Python's division sign convention
// CPython: Objects/longobject.c:640 long_divmod
static int
long_divmod(PyLongObject *a, PyLongObject *b,
PyLongObject **pdiv, PyLongObject **pmod)
{
/* Python floor division: result sign follows divisor */
/* 7 // 3 = 2, -7 // 3 = -3 (not -2) */
/* C truncation: -7 / 3 = -2 */
/* If signs differ and remainder != 0: adjust */
long_divrem(a, b, pdiv, pmod);
if (((*pmod)->ob_size < 0 && b->ob_size > 0) ||
((*pmod)->ob_size > 0 && b->ob_size < 0)) {
*pmod = long_add(*pmod, b);
*pdiv = long_sub(*pdiv, _PyLong_GetOne());
}
}
-7 % 3 in Python is 2 (not -1 as in C).
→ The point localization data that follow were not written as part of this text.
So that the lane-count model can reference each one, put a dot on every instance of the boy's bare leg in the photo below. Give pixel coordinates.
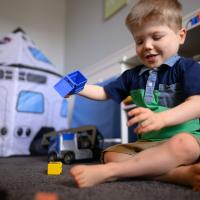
(184, 175)
(182, 149)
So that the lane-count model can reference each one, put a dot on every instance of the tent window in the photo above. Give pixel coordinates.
(36, 78)
(31, 102)
(1, 74)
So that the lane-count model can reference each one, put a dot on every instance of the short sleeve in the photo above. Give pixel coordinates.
(119, 89)
(191, 78)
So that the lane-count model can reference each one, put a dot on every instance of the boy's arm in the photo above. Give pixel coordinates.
(190, 109)
(94, 92)
(149, 120)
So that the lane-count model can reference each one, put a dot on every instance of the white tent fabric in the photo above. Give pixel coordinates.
(28, 105)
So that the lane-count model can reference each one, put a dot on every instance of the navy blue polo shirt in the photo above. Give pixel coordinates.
(160, 89)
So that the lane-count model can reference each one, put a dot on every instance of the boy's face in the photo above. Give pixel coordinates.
(156, 43)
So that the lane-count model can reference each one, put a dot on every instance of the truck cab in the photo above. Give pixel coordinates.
(74, 144)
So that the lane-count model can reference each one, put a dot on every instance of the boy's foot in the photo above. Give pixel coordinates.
(194, 176)
(90, 175)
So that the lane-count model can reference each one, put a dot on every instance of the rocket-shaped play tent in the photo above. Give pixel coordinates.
(29, 105)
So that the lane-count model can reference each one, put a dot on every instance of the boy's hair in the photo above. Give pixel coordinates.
(164, 12)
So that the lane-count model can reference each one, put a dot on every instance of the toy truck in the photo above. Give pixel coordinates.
(74, 144)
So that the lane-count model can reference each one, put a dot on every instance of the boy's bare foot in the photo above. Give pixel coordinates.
(90, 175)
(194, 176)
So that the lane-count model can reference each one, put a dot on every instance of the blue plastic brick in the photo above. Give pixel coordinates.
(71, 83)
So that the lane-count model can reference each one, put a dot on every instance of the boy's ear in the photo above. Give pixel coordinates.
(182, 35)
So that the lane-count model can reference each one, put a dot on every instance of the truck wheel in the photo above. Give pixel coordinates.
(68, 158)
(52, 157)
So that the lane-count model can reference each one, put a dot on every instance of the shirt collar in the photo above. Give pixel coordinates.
(169, 62)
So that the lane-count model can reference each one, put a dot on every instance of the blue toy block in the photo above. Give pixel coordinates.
(71, 83)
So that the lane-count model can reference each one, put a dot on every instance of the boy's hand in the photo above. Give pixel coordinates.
(146, 119)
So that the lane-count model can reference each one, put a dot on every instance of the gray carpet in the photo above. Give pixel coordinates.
(22, 177)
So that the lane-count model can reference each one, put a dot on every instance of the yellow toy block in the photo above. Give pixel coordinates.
(54, 168)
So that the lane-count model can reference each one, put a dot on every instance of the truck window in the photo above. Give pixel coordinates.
(63, 111)
(31, 102)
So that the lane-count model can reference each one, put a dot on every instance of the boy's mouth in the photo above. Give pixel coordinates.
(151, 57)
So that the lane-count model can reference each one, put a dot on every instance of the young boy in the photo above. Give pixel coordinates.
(166, 90)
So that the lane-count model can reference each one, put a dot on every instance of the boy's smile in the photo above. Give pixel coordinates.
(156, 43)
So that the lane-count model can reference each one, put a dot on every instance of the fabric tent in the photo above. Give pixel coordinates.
(28, 105)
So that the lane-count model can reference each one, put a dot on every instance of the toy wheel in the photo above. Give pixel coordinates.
(68, 158)
(53, 157)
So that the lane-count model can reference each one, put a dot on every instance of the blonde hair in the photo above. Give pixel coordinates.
(167, 12)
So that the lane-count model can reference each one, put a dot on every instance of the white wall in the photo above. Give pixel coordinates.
(43, 20)
(90, 39)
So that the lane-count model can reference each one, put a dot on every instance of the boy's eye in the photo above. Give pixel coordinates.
(138, 42)
(157, 37)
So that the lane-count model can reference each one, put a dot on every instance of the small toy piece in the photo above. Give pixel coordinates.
(71, 83)
(54, 168)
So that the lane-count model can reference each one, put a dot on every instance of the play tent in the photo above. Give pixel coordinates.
(29, 106)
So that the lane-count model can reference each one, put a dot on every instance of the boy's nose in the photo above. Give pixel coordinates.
(148, 45)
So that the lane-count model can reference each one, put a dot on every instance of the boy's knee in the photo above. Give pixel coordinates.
(110, 156)
(185, 146)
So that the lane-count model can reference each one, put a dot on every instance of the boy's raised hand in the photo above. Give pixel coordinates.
(146, 119)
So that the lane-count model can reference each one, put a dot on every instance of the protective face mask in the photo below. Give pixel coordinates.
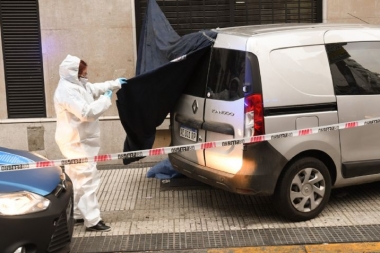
(83, 80)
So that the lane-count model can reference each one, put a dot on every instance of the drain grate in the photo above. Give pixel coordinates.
(230, 238)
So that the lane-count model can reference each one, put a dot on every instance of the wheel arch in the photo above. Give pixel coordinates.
(322, 156)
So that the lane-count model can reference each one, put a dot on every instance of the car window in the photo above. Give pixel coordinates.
(226, 75)
(197, 82)
(355, 67)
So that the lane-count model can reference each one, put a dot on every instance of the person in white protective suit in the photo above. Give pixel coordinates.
(78, 105)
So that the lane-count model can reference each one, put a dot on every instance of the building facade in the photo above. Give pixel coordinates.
(104, 33)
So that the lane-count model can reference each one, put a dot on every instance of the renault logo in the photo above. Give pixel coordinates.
(195, 106)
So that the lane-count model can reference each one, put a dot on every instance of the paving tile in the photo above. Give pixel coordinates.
(146, 214)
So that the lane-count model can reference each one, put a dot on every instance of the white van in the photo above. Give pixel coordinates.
(272, 78)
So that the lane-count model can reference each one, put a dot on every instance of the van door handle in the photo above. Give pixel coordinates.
(216, 127)
(193, 123)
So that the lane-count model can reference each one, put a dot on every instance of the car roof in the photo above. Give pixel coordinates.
(252, 30)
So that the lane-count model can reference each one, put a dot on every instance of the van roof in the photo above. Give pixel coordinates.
(252, 30)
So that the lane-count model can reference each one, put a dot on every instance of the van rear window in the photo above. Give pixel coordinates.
(355, 67)
(232, 74)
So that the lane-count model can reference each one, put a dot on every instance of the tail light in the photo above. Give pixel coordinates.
(254, 115)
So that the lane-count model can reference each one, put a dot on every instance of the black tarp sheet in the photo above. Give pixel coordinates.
(165, 63)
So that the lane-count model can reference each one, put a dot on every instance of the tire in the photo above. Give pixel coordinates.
(298, 198)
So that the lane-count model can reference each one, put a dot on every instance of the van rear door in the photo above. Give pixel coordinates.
(224, 105)
(187, 118)
(355, 68)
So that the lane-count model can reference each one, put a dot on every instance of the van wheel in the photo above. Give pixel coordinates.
(303, 190)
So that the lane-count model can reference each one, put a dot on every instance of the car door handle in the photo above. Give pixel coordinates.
(193, 123)
(216, 127)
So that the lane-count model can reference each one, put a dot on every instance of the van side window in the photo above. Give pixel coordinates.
(227, 74)
(355, 67)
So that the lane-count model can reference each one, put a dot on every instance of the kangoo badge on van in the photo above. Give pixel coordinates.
(272, 78)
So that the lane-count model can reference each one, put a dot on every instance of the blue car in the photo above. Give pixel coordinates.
(36, 206)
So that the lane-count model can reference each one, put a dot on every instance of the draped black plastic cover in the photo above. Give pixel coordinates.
(164, 65)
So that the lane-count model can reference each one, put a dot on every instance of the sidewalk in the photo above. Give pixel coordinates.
(180, 215)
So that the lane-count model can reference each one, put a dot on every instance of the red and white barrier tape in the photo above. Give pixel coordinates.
(190, 147)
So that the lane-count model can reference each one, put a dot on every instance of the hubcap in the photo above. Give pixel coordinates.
(307, 190)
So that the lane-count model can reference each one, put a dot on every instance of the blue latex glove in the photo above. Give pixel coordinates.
(122, 80)
(108, 93)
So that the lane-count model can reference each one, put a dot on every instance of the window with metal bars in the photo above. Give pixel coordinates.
(22, 55)
(187, 16)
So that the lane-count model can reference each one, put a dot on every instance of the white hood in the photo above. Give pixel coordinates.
(69, 68)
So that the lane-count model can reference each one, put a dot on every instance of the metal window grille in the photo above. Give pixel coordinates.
(187, 16)
(22, 55)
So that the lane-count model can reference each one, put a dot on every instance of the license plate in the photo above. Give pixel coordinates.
(188, 133)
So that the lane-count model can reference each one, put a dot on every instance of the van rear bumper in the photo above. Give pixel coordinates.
(262, 165)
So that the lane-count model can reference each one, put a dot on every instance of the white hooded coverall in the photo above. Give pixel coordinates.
(77, 133)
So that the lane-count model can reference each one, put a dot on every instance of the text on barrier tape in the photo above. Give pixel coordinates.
(190, 147)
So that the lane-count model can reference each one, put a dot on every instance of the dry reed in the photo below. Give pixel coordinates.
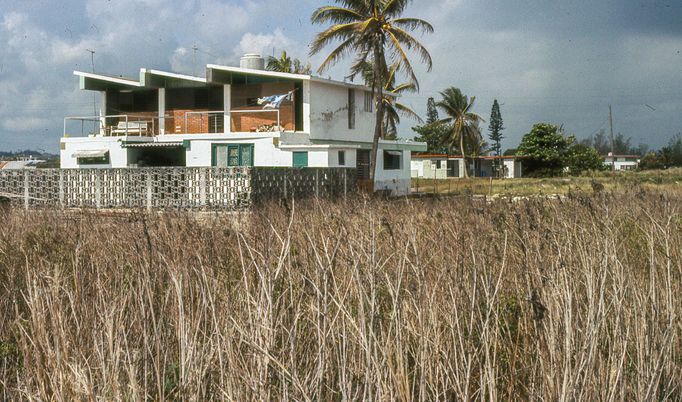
(455, 299)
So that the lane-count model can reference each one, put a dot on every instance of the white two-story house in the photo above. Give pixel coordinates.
(235, 116)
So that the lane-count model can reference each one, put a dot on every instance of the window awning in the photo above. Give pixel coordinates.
(153, 145)
(90, 153)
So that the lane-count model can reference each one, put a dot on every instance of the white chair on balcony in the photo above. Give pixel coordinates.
(274, 101)
(131, 128)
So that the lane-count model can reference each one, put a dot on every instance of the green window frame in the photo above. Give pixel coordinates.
(99, 160)
(300, 159)
(232, 155)
(392, 160)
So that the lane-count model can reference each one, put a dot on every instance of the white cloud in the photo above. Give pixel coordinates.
(263, 43)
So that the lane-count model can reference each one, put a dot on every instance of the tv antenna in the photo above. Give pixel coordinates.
(194, 60)
(94, 95)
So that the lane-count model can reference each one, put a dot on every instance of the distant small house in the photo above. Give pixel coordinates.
(441, 166)
(621, 162)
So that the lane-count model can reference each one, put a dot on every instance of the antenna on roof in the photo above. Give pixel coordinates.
(94, 96)
(194, 63)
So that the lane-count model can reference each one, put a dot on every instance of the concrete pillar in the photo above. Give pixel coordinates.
(306, 106)
(227, 106)
(102, 111)
(162, 111)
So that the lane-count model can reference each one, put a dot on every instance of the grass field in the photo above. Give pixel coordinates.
(413, 299)
(668, 180)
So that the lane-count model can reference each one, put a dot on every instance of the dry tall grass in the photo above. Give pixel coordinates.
(368, 300)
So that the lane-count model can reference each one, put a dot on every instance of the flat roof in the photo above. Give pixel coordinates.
(215, 74)
(445, 156)
(164, 79)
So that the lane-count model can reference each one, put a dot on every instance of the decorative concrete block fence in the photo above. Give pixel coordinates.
(178, 187)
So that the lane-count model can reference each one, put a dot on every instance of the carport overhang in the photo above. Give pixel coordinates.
(224, 75)
(100, 82)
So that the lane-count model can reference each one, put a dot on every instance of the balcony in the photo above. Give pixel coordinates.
(242, 120)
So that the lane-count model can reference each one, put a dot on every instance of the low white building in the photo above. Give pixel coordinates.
(622, 162)
(28, 163)
(440, 166)
(235, 116)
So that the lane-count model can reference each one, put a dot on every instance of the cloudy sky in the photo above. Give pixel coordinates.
(544, 60)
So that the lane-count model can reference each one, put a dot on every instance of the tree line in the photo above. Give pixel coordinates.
(379, 38)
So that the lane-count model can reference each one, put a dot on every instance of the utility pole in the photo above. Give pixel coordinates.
(194, 63)
(94, 95)
(613, 153)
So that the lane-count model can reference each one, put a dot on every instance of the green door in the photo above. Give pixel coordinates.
(300, 159)
(232, 155)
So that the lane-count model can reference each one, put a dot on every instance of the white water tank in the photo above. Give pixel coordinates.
(253, 61)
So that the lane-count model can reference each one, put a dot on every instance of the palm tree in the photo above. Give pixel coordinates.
(284, 64)
(464, 123)
(371, 29)
(392, 108)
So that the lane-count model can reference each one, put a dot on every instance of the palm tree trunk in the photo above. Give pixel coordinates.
(378, 88)
(461, 149)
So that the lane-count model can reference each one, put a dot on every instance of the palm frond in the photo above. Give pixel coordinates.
(407, 87)
(334, 33)
(413, 44)
(342, 50)
(402, 59)
(338, 15)
(407, 112)
(395, 7)
(413, 24)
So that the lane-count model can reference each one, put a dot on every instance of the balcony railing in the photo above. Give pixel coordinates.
(110, 126)
(179, 122)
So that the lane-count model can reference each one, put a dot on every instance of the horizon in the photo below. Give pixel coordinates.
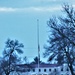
(18, 20)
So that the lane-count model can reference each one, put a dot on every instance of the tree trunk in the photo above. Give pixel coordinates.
(71, 70)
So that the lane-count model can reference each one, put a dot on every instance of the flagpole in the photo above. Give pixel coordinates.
(38, 43)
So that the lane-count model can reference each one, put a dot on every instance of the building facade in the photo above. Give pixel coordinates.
(43, 69)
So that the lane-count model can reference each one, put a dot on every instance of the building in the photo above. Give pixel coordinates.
(44, 69)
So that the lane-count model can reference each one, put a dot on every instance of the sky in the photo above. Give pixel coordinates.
(18, 20)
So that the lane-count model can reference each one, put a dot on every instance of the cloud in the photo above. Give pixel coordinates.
(30, 9)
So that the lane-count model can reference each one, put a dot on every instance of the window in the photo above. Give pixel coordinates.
(28, 70)
(61, 69)
(44, 70)
(39, 70)
(54, 70)
(33, 70)
(67, 69)
(49, 69)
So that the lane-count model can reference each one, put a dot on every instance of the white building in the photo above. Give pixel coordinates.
(44, 69)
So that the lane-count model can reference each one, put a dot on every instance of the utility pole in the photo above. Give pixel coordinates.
(38, 44)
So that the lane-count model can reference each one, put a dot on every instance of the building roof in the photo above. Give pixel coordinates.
(36, 65)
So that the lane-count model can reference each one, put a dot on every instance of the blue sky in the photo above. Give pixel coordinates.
(18, 20)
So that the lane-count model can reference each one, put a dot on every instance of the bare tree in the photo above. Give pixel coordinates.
(10, 57)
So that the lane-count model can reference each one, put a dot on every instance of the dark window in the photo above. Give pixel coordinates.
(49, 69)
(39, 70)
(33, 70)
(67, 69)
(28, 70)
(55, 70)
(61, 69)
(44, 70)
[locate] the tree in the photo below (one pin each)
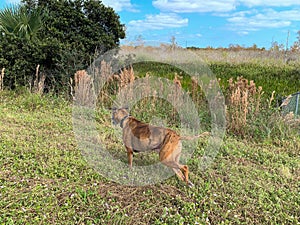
(16, 21)
(71, 32)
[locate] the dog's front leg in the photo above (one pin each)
(130, 156)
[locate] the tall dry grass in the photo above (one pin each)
(83, 92)
(243, 102)
(39, 82)
(1, 79)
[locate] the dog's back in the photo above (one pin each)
(142, 137)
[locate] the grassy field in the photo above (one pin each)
(44, 179)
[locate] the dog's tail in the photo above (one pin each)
(204, 134)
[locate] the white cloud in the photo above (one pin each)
(120, 5)
(158, 22)
(276, 3)
(188, 6)
(12, 1)
(254, 20)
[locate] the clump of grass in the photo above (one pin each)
(39, 82)
(243, 101)
(83, 88)
(1, 79)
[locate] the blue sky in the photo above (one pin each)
(200, 23)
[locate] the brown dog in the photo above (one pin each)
(139, 137)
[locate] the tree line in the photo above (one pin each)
(57, 37)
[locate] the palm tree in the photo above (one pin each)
(21, 22)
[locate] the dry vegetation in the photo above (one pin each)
(45, 179)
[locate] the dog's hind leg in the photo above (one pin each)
(129, 156)
(170, 157)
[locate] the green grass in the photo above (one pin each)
(44, 179)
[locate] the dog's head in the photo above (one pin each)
(119, 114)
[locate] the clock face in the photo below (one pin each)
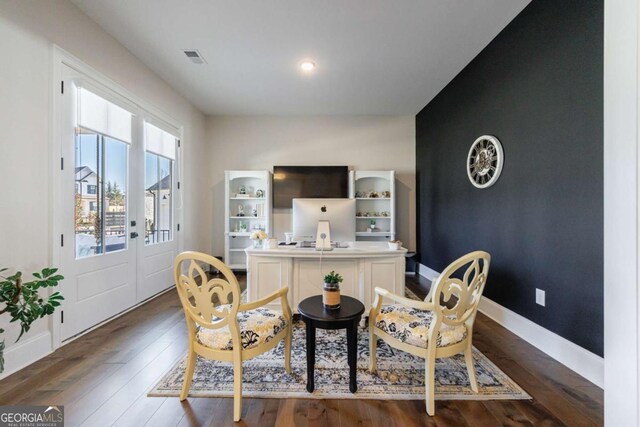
(484, 162)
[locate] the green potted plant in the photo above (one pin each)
(331, 291)
(23, 302)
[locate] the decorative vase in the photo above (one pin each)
(331, 296)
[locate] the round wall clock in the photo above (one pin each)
(484, 162)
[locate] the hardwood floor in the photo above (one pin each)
(102, 379)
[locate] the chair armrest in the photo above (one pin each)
(280, 293)
(417, 304)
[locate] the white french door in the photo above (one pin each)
(118, 204)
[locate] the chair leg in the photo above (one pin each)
(237, 390)
(429, 385)
(468, 357)
(188, 374)
(373, 344)
(287, 349)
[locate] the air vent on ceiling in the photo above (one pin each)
(195, 56)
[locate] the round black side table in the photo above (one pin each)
(346, 317)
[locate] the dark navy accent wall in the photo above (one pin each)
(538, 87)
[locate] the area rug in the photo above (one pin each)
(400, 375)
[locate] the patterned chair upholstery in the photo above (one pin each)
(220, 327)
(440, 326)
(411, 326)
(257, 327)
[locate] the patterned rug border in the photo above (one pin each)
(339, 390)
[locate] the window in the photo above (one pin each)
(103, 135)
(158, 206)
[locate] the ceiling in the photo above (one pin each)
(374, 57)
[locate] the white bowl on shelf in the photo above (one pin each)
(394, 246)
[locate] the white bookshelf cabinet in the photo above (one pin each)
(255, 214)
(375, 195)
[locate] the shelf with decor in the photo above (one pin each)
(374, 192)
(247, 209)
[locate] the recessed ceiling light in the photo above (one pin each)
(307, 66)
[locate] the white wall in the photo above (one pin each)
(621, 207)
(28, 29)
(360, 142)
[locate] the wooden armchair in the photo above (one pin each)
(441, 326)
(224, 329)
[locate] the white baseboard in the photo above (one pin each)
(25, 352)
(574, 357)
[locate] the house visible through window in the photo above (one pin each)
(103, 135)
(158, 201)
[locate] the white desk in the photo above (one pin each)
(364, 265)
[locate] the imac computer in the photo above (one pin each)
(341, 214)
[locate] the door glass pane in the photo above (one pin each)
(150, 198)
(100, 197)
(88, 205)
(164, 199)
(115, 192)
(158, 199)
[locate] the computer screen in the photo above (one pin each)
(341, 214)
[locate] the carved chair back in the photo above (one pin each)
(459, 288)
(210, 303)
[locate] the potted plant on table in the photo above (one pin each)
(331, 291)
(23, 302)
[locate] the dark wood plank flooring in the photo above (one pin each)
(102, 379)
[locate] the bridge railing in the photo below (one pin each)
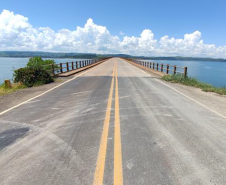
(69, 66)
(164, 68)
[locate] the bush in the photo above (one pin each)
(38, 62)
(32, 76)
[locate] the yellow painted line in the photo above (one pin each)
(99, 172)
(118, 173)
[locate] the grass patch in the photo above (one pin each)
(15, 86)
(189, 81)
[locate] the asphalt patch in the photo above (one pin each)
(10, 136)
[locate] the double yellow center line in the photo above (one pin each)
(118, 173)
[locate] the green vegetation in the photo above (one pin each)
(35, 73)
(93, 55)
(5, 90)
(178, 78)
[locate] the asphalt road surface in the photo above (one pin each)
(113, 124)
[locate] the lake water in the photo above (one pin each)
(210, 72)
(7, 65)
(205, 71)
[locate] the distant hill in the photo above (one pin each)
(94, 55)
The modulus always has the same sign as the divisor.
pow(a, b, m) — modular exponentiation
// CPython: Objects/longobject.c:860 long_pow
static PyObject *
long_pow(PyObject *v, PyObject *w, PyObject *x)
{
/* Fast path for x != None: modular exponentiation using square-and-multiply */
if (x != Py_None) {
/* Montgomery or binary method */
while (b > 0) {
if (b & 1)
result = (result * base) % mod;
base = (base * base) % mod;
b >>= 1;
}
return result;
}
/* No modulus: use bignum multiplication */
...
}
pow(base, exp, mod) is implemented as a C built-in and avoids creating the full intermediate base**exp value.
gopy notes
long_mul for small integers uses Go *big.Int.Mul. For very large integers Go's big.Int already uses Karatsuba (threshold ~40 words). long_divmod uses big.Int.DivMod (truncated division) then adjusts sign to match Python floor semantics. pow(a, b, m) uses big.Int.Exp(a, b, m) which Go implements with Montgomery multiplication.